Il est clair que c’est plus facile à un puceau de se branler que de faire une bonne action. Le premier mouvement ne requiert pratiquement rien d’autre que l’instinct. Cela vient tout seul et sans aucun conseil. Et bien voilà, tout est dit, hommes et femmes, tous aux rassis, à l’extase, au jet ! C’est à qui jouira le plus fort, dans la position la plus avantageuse. On n’entend pas trop gueuler encore dans les chaumières. Mais ça viendra. Faudra un parapluie en passant sous les fenêtres avec tous les tordus qui vont se torturer le zob à mort. On entendra feuler sur tous les tons comme dans les cages chez Bouglione.
Déjà dans les cinés, on a un avant goût. C’est à qui tiendra le scénar pour nul tant qu’on entendra pas les râles et les soupirs, les prends moi fort, les renverse-moi sur la commode… C’est même plus interdit au moins de douze ans, dis donc !
C’est pas que je râle là-dessus, foutre non, chacun a droit à sa dose, mais c’est qu’on n’entend plus que cela. Toute nuance écartée, on ne se sait plus si ça fait américain de bander ou pas ? Alors dans le doute, on s’aime tellement fort, qu’on n’a plus aucune place pour aimer sa propre mère !
Alors, vous pensez, les autres.
Ah ! oui, ce qu’on déteste les Fritz, enfin les anciens, ceux d’Adolphe, pourtant on n’est pas loin des solutions finales, on a déjà les camps, les tziganes et tout. Encore un petit effort, une nouvelle branlette, et hop, à la trappe la canaille…
Déjà les vieux en France, pas que la canicule qui en a étendu dix mille. Il y a bien quelque part quelques vacanciers à titiller le point-virgule à la Grande Motte et qui avaient complètement oublié de laisser une bouteille d’eau à mémé.
Allons à la mise à feu tout de suite, qu’on monte au septième ciel.

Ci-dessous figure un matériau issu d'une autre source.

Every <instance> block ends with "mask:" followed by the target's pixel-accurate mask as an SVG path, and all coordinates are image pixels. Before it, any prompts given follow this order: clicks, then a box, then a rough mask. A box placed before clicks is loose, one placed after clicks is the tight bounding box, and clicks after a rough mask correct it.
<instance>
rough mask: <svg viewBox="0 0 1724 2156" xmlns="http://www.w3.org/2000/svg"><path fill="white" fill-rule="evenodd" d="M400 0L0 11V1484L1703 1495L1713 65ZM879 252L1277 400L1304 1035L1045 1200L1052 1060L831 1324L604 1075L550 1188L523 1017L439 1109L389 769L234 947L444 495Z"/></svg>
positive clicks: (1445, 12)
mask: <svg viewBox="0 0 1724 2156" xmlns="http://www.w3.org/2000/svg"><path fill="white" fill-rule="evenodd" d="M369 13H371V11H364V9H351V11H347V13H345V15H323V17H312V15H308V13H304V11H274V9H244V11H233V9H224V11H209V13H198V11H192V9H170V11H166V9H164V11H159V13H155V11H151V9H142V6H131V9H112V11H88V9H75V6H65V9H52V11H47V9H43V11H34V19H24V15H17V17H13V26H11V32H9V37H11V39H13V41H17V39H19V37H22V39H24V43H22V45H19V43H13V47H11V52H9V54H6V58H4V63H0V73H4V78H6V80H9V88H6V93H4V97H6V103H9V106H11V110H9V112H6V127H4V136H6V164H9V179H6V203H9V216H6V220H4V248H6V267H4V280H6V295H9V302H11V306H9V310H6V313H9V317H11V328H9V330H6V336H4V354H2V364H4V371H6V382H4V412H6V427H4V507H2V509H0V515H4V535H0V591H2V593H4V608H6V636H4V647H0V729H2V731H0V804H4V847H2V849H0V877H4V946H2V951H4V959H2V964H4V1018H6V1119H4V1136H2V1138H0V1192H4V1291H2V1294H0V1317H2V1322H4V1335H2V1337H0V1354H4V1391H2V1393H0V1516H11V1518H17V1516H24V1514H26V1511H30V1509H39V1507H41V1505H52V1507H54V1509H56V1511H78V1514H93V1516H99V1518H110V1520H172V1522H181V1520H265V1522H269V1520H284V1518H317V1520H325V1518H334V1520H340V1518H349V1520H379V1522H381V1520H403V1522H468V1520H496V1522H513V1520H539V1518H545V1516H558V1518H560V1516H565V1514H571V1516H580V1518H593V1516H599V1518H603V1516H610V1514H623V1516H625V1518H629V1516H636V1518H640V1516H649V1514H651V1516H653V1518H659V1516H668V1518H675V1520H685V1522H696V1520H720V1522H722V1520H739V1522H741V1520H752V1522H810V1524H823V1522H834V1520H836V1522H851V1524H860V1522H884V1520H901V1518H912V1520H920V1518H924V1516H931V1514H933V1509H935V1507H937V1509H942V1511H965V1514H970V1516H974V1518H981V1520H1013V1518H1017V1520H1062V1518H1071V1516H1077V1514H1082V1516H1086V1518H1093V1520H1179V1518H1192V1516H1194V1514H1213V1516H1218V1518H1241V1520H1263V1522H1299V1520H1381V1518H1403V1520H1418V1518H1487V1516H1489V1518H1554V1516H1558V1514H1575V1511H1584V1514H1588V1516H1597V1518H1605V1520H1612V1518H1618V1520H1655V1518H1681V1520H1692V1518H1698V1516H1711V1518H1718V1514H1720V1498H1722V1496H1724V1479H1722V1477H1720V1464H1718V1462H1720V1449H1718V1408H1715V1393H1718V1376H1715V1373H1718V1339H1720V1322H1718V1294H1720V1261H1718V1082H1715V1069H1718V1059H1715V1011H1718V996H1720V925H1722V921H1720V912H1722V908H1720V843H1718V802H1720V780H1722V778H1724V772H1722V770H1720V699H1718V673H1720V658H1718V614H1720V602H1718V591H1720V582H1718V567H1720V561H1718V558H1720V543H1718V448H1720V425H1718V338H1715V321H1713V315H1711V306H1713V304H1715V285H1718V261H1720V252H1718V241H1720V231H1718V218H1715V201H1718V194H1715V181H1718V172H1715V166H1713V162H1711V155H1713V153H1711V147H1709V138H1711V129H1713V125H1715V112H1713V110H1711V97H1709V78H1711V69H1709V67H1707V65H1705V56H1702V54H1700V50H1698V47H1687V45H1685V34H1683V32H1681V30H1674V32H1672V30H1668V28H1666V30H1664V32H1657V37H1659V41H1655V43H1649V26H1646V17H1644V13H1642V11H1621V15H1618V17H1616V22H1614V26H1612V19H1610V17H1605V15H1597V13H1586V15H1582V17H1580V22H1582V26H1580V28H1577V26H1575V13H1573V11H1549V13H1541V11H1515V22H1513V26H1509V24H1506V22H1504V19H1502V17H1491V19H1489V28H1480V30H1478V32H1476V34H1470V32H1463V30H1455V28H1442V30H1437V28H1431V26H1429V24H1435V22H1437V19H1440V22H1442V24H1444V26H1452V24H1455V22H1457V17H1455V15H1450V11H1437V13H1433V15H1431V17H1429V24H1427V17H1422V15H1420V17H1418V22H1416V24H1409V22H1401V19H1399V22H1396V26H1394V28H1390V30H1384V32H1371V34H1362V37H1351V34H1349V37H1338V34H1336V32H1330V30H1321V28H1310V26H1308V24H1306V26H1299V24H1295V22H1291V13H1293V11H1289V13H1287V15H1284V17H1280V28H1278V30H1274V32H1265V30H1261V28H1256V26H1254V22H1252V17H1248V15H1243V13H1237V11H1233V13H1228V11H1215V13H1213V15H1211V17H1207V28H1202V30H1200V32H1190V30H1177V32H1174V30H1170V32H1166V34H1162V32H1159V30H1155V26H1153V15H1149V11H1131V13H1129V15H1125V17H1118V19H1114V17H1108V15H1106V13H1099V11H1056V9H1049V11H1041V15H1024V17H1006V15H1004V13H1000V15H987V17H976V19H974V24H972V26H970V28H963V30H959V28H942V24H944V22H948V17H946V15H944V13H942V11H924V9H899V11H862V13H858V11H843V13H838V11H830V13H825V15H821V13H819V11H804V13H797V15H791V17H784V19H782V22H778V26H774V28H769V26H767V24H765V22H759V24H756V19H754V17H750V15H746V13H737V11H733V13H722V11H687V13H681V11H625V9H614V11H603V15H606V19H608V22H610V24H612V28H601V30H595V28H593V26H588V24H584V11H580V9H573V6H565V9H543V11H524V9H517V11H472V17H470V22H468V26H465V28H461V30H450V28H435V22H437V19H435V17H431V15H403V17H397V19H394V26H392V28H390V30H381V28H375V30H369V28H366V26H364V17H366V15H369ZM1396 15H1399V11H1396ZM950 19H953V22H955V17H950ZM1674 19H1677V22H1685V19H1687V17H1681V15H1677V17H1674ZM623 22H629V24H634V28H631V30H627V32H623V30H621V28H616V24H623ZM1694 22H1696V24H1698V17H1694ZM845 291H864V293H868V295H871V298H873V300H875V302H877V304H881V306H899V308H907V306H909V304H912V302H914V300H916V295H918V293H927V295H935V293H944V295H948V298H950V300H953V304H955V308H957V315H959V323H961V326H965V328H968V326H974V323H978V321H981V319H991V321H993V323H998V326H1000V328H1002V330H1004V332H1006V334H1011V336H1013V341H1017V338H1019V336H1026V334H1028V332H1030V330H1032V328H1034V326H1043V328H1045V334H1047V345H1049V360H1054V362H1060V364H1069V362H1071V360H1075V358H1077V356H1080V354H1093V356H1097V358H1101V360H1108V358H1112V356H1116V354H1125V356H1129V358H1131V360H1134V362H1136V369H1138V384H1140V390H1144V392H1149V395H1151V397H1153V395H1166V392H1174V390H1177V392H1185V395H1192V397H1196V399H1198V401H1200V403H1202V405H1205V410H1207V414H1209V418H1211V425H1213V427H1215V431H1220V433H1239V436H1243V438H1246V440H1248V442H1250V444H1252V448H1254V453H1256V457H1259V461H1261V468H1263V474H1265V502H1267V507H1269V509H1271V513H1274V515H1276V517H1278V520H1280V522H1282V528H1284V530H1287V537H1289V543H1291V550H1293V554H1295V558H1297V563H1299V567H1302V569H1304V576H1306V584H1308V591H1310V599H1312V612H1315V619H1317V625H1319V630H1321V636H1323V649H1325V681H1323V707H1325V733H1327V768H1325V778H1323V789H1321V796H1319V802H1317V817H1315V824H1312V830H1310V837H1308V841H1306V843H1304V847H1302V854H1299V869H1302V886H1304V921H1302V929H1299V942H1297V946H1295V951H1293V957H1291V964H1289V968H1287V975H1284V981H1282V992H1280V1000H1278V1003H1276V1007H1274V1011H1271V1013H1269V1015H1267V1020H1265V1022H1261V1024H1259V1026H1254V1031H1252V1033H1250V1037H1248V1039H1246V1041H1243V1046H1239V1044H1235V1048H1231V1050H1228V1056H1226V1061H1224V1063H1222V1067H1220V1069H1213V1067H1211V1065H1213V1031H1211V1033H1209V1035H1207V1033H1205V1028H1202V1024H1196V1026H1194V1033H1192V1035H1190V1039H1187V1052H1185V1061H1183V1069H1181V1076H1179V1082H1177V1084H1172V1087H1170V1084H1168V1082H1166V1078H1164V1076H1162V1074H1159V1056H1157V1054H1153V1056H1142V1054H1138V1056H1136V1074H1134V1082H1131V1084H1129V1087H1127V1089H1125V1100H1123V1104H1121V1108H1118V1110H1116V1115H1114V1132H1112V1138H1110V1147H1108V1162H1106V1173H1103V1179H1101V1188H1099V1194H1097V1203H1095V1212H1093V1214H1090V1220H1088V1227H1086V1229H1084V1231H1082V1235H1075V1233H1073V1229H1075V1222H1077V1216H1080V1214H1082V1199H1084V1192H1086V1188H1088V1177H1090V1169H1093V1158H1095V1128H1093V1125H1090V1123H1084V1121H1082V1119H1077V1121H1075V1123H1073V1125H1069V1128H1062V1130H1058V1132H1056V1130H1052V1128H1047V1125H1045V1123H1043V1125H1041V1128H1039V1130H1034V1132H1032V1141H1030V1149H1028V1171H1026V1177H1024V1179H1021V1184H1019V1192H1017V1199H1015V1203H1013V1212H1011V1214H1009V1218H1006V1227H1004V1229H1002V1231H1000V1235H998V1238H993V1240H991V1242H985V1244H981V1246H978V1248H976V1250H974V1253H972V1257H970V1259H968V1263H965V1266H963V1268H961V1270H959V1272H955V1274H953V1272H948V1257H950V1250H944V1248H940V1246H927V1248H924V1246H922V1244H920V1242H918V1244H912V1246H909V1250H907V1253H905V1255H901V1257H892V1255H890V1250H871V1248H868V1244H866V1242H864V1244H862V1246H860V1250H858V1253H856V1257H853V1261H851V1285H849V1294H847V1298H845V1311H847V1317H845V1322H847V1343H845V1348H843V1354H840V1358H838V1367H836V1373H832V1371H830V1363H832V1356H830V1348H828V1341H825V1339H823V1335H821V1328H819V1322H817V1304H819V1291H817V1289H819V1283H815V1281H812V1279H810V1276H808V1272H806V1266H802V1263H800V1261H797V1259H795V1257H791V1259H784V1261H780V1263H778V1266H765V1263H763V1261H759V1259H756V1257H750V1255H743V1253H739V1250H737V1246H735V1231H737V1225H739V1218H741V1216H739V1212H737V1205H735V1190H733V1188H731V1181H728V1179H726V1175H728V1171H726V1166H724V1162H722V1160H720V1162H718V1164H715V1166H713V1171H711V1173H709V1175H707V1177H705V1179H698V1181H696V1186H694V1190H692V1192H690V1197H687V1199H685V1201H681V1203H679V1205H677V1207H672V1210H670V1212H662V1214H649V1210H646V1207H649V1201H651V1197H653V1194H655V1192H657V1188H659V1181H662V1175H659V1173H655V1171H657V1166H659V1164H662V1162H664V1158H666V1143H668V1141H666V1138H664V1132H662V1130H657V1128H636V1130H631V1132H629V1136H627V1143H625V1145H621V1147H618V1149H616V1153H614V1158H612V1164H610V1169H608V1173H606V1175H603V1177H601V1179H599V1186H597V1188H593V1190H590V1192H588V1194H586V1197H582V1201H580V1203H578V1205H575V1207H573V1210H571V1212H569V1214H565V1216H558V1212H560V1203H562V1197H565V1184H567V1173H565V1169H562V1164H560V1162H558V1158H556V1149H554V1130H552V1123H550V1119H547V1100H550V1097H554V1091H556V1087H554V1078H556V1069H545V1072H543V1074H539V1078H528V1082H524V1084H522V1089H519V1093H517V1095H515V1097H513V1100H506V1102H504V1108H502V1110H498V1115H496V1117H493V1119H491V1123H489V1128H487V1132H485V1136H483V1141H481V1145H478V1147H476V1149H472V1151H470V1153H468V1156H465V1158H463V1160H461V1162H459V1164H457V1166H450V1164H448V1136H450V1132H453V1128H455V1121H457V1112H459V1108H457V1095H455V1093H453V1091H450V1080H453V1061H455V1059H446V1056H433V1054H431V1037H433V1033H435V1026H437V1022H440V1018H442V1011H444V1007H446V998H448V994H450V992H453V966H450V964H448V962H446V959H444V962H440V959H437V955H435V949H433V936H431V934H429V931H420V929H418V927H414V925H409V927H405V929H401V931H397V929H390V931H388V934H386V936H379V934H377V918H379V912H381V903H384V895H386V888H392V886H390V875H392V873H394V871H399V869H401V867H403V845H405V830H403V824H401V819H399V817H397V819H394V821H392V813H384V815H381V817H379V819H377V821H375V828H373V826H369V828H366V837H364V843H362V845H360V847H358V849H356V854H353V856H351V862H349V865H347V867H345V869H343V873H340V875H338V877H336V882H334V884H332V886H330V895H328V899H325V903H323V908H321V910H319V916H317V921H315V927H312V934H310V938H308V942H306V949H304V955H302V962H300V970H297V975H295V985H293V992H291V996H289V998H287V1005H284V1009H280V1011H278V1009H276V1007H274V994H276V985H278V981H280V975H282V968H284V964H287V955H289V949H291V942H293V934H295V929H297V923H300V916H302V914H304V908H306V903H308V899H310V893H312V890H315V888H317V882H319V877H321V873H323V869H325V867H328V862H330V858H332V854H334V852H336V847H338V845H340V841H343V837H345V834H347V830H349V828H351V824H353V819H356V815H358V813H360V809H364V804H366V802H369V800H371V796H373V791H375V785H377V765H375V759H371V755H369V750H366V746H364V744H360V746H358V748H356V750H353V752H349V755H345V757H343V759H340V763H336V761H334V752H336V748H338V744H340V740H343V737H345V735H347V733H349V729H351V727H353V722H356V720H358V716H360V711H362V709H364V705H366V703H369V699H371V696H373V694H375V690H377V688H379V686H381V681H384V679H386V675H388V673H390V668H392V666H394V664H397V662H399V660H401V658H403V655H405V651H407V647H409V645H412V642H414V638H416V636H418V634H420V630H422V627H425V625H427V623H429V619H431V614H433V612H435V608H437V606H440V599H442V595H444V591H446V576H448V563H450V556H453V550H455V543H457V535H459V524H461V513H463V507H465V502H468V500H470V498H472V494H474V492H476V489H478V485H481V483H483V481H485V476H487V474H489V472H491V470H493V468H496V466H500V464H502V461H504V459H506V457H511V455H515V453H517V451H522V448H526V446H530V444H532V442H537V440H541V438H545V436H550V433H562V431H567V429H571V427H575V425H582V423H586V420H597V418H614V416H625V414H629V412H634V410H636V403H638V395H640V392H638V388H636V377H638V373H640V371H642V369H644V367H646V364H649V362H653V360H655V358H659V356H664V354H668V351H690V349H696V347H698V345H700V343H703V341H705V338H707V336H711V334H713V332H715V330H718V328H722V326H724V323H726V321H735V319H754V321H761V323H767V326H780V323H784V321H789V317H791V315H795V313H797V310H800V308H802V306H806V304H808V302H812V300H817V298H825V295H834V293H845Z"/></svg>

Il y a au musée de la Vie wallonne des vieilles photos de la rue il y a cent ans et même moins, cinquante. Eh bien ! tous ceux que vous voyez, rigolards, tressautant, le pédoncule en fleur, les minettes gaillardes et les Tchantchès à l’estaminet, tout ce petit peuple qui aspirait à ce que nous sommes, les voilà tous passés, fini les loustics et les enculés mondains, les Dupont La Joie et les perspectives. Nous, on est pareils. On ne le sait pas encore, mais on fait déjà nos petits paquets, fausse gloire ou pas, sans opinion et rondouillards du MR, saucisse du PS, tous en chœur, on va claboter sans gloire aucune.
Et quand dans quelques générations, des loustics feront le bilan des années pétrole, c’est pas la statistique industrielle qui intéressera, mais ce que nous avons dans le buffet et comme il ne restera que ce que nous avons dans la culotte, j’aime autant vous dire qu’on passera vraiment pour des pourceaux.